パスポートでお尻をきれいにしようとしたら、これは大変なことになる。でも携帯ウォシュレットならいつでも大丈夫。この安心感はただごとではない。
もうひとつの長所は、本機が単3電池1本だけで動くことだ。
ここでのポイントは「単3電池」で、なぜなら別名「AA Battery」は海外でも比較的容易に手に入るからだ。コンセントがどうとか、プラグがどうとか、いちいち悩まなくてもよいのがありがたい。
私の思うところ、「乾電池だけで動くかどうか」というのは、旅行グッズを選ぶうえで重要な判断基準である。
(⇒ 同じ理由でブラウンの携帯電気シェーバー M-90も最高の逸品。これも私は3台買った)
翻って、携帯ウォシュレットの欠点は、ヨーロッパ社会でまったく認知されていないということだ。そもそも「ウォシュレット」が通じない。それはTOTOの商品名に過ぎないからだ。
そういうわけで、これを持っていると空港の手荷物検査でしばしば引っかかる。ミュンヘン空港で覚せい剤の吸引機と間違われ、あやうく別室に連れていかれそうになったこともある。まあこれは検査官に「この器具は何に使うものか?」と詰問されて、とっさに「お尻を気持ちよくするものだ」と答えてしまった私もよくなかったのだが。
いや、おれにはバッグなど無用だ、とうそぶき、サミットのビニール袋ひとつで海外に行くのを常とする剛の者が、私の知り合いにいた。彼の名を仮に山岡としよう。

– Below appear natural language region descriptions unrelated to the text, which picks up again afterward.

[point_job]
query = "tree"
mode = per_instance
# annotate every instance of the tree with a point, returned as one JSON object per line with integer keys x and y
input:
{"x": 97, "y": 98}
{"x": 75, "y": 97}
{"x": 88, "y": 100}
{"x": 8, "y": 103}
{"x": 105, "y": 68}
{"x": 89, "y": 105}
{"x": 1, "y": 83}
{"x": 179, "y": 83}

「一般人とは異なる価値観を持ったユニークなキャラクター」を自己演出しがちな山岡は、この話を居酒屋で得意げに語り、そのまま焼酎の葡萄割りを一気飲みした。
しかしある日、チャンギ空港の職員にごみと間違えられ、山岡は所持品をすべて失った。
山岡のエピソードから我々が学ぶべき点は、バッグはあった方がいい、ということだ。
いま私が愛用しているのは、昨年の一時帰国のときに購入したビジネスリュックだ。
こうした製品を選ぶとき、私のこだわりポイントはほとんど一点に集約される。すなわち、LCC(格安航空会社)の無料持ち込み制限に合致しているか、という点である。
たとえば、2019年現在で私が最も利用しているLCCのWizz Airは、無料で機内に持ち込めるバッグのサイズを「40×30×20cm」に制限している。
旅行の移動コストを最小化したい。ロスバゲ(Lost Baggage)もこわいので、できれば荷物預け入れのプロセス自体を省略したい。
このような信条を持つ私にとって、物事を判断する枠組みはすべからく「40×30×20cm」となってくる。Wizz Air仕様の思考体系なのである。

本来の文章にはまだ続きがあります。